Assignments and notebook
Assignments will be given covering the course material. You will perform each one, while maintaining a shared lab notebook (a single Google or Office Doc) that documents your progress through the exercises.  Include screenshots and ensure that they include either your OdinID or your Google Cloud Platform project identifier in them.  You will submit your final lab notebook on D2L. The notebook will be graded based upon the following rubric:
  • Neatness and organization
  • Completeness
  • Inclusion of OdinID or project identifier in screenshots
For assignments that require code to be written, you will include your code via a private Bitbucket repository that is shared with the instructor. The code will be graded upon the following rubric:
  • Overall functionality
  • Code documentation (such as Docstrings, comments)

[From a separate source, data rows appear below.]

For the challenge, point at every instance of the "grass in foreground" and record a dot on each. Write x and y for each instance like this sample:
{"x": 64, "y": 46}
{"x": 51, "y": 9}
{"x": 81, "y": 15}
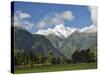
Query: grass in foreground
{"x": 52, "y": 68}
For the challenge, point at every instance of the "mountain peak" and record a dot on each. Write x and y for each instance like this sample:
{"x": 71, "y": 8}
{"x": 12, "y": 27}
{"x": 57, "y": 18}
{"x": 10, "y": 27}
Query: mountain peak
{"x": 63, "y": 32}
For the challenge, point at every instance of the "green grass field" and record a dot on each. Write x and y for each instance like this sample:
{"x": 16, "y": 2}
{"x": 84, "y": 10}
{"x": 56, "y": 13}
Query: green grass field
{"x": 51, "y": 68}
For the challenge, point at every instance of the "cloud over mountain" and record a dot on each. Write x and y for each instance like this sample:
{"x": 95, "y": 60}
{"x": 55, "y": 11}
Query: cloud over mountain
{"x": 20, "y": 20}
{"x": 55, "y": 19}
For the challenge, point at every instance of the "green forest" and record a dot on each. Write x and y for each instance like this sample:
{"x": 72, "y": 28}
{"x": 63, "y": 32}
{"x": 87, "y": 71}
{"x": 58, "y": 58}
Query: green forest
{"x": 23, "y": 58}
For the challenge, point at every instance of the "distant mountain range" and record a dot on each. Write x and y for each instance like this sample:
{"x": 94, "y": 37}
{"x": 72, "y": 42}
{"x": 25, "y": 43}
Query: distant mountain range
{"x": 68, "y": 39}
{"x": 60, "y": 40}
{"x": 35, "y": 43}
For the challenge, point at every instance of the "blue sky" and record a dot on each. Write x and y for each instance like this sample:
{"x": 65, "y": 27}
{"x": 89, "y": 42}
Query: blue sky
{"x": 36, "y": 16}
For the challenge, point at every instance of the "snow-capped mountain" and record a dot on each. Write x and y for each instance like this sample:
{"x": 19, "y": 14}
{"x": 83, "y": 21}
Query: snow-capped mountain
{"x": 63, "y": 32}
{"x": 68, "y": 39}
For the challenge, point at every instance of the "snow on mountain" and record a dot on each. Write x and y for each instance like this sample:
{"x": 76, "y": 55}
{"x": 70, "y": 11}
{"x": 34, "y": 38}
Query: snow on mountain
{"x": 63, "y": 32}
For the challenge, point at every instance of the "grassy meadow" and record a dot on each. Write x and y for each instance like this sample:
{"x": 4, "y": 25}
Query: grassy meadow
{"x": 59, "y": 67}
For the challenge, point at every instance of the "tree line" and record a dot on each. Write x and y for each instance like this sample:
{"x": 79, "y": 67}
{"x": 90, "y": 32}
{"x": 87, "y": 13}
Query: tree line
{"x": 24, "y": 58}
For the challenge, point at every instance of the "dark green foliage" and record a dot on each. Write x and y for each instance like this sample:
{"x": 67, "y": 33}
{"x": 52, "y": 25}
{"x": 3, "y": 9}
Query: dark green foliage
{"x": 85, "y": 56}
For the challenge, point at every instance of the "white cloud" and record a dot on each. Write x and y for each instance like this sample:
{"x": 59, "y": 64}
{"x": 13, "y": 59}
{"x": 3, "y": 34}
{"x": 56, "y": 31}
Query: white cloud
{"x": 93, "y": 11}
{"x": 55, "y": 19}
{"x": 19, "y": 20}
{"x": 67, "y": 15}
{"x": 22, "y": 15}
{"x": 41, "y": 25}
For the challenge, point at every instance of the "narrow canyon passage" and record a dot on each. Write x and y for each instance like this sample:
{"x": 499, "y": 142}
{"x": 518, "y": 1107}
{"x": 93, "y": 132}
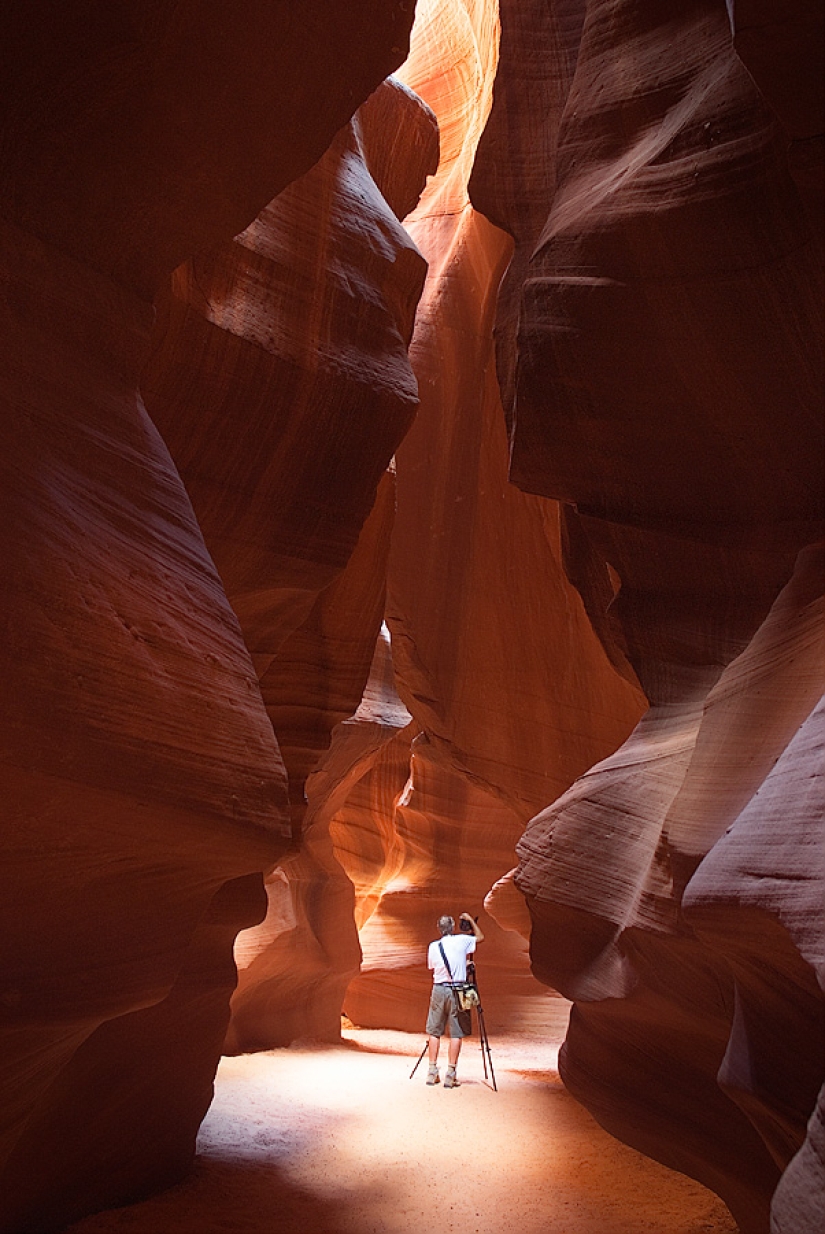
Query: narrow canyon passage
{"x": 339, "y": 1140}
{"x": 411, "y": 502}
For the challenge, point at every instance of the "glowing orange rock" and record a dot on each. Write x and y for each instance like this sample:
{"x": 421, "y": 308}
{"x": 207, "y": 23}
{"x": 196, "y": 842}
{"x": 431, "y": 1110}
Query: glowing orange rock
{"x": 660, "y": 338}
{"x": 142, "y": 786}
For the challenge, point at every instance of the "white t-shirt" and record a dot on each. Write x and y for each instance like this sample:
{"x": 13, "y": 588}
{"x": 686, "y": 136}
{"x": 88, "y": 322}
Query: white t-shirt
{"x": 458, "y": 948}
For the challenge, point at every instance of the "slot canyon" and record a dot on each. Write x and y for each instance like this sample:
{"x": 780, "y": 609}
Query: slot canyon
{"x": 412, "y": 502}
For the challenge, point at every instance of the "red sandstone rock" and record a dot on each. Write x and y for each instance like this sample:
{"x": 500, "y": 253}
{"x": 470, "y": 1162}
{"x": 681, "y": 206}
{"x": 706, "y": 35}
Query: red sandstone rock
{"x": 142, "y": 784}
{"x": 667, "y": 385}
{"x": 281, "y": 383}
{"x": 509, "y": 691}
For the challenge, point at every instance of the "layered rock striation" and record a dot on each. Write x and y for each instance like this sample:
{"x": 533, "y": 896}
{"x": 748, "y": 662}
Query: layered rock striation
{"x": 143, "y": 789}
{"x": 511, "y": 694}
{"x": 660, "y": 357}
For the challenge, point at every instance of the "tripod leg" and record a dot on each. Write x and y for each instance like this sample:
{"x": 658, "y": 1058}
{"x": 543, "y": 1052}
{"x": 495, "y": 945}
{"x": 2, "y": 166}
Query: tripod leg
{"x": 481, "y": 1040}
{"x": 419, "y": 1058}
{"x": 485, "y": 1047}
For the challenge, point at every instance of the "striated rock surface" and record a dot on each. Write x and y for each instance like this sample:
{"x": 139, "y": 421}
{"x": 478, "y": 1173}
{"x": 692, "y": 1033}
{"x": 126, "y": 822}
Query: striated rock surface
{"x": 511, "y": 692}
{"x": 281, "y": 383}
{"x": 660, "y": 356}
{"x": 143, "y": 790}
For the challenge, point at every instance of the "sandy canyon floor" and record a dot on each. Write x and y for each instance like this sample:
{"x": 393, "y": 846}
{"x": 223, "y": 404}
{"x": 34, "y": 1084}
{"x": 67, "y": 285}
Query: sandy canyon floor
{"x": 340, "y": 1140}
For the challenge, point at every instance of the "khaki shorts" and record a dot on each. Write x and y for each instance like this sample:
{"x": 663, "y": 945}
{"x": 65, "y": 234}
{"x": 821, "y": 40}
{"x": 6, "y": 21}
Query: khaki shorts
{"x": 443, "y": 1008}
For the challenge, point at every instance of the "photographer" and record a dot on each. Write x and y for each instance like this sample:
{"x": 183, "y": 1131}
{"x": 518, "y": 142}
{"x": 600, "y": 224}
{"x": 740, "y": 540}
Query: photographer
{"x": 448, "y": 959}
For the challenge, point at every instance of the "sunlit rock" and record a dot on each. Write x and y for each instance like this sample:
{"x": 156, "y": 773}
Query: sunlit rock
{"x": 143, "y": 790}
{"x": 660, "y": 347}
{"x": 511, "y": 692}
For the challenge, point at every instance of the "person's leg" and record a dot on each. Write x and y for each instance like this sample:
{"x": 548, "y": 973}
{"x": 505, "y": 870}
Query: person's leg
{"x": 460, "y": 1027}
{"x": 435, "y": 1024}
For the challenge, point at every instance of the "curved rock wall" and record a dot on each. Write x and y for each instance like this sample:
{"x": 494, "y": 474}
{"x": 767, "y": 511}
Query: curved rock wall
{"x": 509, "y": 691}
{"x": 143, "y": 789}
{"x": 660, "y": 347}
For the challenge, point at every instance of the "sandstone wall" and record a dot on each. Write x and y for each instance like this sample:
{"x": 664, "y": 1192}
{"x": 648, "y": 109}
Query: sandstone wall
{"x": 143, "y": 789}
{"x": 660, "y": 357}
{"x": 511, "y": 694}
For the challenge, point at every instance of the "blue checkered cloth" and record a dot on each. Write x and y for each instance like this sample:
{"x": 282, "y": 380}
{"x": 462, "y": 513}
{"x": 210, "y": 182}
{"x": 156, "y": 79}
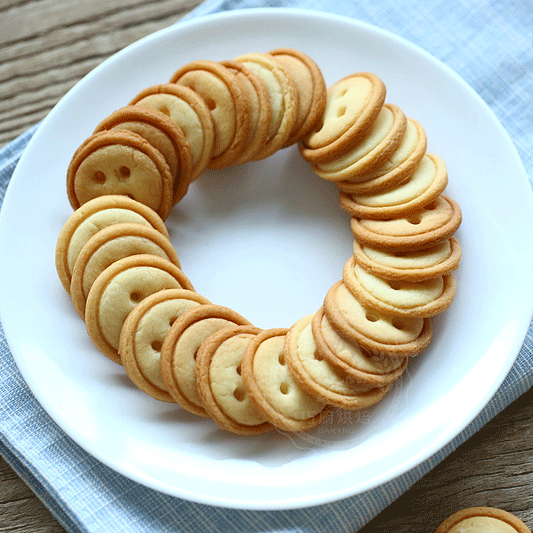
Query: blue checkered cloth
{"x": 488, "y": 43}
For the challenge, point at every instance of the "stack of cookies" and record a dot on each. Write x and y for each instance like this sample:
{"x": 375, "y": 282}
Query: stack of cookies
{"x": 115, "y": 259}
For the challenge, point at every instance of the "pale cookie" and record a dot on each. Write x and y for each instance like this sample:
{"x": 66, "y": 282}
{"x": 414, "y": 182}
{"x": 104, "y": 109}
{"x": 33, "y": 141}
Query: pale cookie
{"x": 320, "y": 379}
{"x": 272, "y": 388}
{"x": 120, "y": 162}
{"x": 93, "y": 216}
{"x": 162, "y": 133}
{"x": 109, "y": 245}
{"x": 311, "y": 87}
{"x": 396, "y": 169}
{"x": 283, "y": 97}
{"x": 352, "y": 105}
{"x": 425, "y": 228}
{"x": 424, "y": 185}
{"x": 418, "y": 265}
{"x": 382, "y": 139}
{"x": 255, "y": 90}
{"x": 143, "y": 333}
{"x": 188, "y": 110}
{"x": 348, "y": 357}
{"x": 229, "y": 107}
{"x": 219, "y": 382}
{"x": 375, "y": 332}
{"x": 482, "y": 520}
{"x": 178, "y": 353}
{"x": 421, "y": 299}
{"x": 119, "y": 288}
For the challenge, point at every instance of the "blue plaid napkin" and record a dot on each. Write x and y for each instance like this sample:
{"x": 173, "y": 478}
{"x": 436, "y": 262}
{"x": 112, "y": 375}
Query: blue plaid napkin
{"x": 488, "y": 43}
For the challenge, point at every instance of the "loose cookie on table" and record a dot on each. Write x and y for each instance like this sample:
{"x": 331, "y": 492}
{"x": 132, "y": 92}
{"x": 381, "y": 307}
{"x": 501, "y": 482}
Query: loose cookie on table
{"x": 109, "y": 245}
{"x": 119, "y": 288}
{"x": 178, "y": 352}
{"x": 272, "y": 388}
{"x": 322, "y": 380}
{"x": 93, "y": 216}
{"x": 162, "y": 133}
{"x": 143, "y": 333}
{"x": 348, "y": 357}
{"x": 220, "y": 385}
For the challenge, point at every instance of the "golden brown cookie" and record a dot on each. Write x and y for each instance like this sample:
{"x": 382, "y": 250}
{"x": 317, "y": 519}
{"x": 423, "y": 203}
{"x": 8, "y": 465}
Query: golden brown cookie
{"x": 109, "y": 245}
{"x": 272, "y": 388}
{"x": 120, "y": 162}
{"x": 178, "y": 353}
{"x": 348, "y": 357}
{"x": 425, "y": 228}
{"x": 162, "y": 133}
{"x": 143, "y": 333}
{"x": 283, "y": 97}
{"x": 320, "y": 379}
{"x": 482, "y": 520}
{"x": 381, "y": 140}
{"x": 255, "y": 90}
{"x": 352, "y": 105}
{"x": 421, "y": 299}
{"x": 418, "y": 265}
{"x": 375, "y": 332}
{"x": 119, "y": 288}
{"x": 188, "y": 110}
{"x": 219, "y": 382}
{"x": 227, "y": 103}
{"x": 93, "y": 216}
{"x": 311, "y": 87}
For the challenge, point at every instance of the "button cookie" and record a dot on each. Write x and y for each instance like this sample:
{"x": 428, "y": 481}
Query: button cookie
{"x": 319, "y": 378}
{"x": 188, "y": 110}
{"x": 283, "y": 97}
{"x": 377, "y": 370}
{"x": 219, "y": 382}
{"x": 227, "y": 104}
{"x": 421, "y": 299}
{"x": 109, "y": 245}
{"x": 120, "y": 162}
{"x": 178, "y": 353}
{"x": 93, "y": 216}
{"x": 352, "y": 105}
{"x": 425, "y": 228}
{"x": 255, "y": 91}
{"x": 311, "y": 87}
{"x": 273, "y": 389}
{"x": 396, "y": 169}
{"x": 482, "y": 520}
{"x": 375, "y": 332}
{"x": 417, "y": 265}
{"x": 382, "y": 139}
{"x": 118, "y": 289}
{"x": 162, "y": 133}
{"x": 143, "y": 333}
{"x": 424, "y": 185}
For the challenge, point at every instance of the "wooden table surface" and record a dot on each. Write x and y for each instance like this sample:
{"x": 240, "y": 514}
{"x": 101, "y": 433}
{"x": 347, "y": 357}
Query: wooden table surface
{"x": 46, "y": 46}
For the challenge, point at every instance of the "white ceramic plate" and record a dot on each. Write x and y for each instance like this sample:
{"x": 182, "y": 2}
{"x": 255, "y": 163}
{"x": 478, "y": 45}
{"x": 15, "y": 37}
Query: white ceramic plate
{"x": 268, "y": 240}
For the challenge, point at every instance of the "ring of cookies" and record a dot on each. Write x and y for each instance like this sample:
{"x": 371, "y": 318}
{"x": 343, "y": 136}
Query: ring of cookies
{"x": 115, "y": 259}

  • Code readability and modularity
  • git repository activity (commits, commit messages, tags)
Final project
You (and/or a partner) will choose from a number of options for a project. Then, via a will create a narrated screencast of no more than 20 minutes per project, you will show the work you have done via a demo and a source code or level walkthrough. For group projects, each student must walkthrough the code or level he/she has written or solved. The screencast should be uploaded to the course's MediaSpace channel. For projects that require code or a codelab walkthrough, submit your final project files in Bitbucket under the directory "final". The project can be selected from the following:
  • Solving additional SI levels not previously assigned or Ethernaut levels
  • Solving an additional SI and Ethernaut level with Manticore that has not been already included in the Docker container and creating a codelab walkthrough of it
  • Creating a DApp of your own.
For projects involving CTF levels, grading will be based on the quantity and difficulty of levels solved. For projects building a DApp, your project will also be graded upon evidence on the blockchain that you have incrementally deployed and tested the contract using the wallet address in your Bitbucket repository at hw1/wallet.txt in addition to the rubrics used for grading assignments.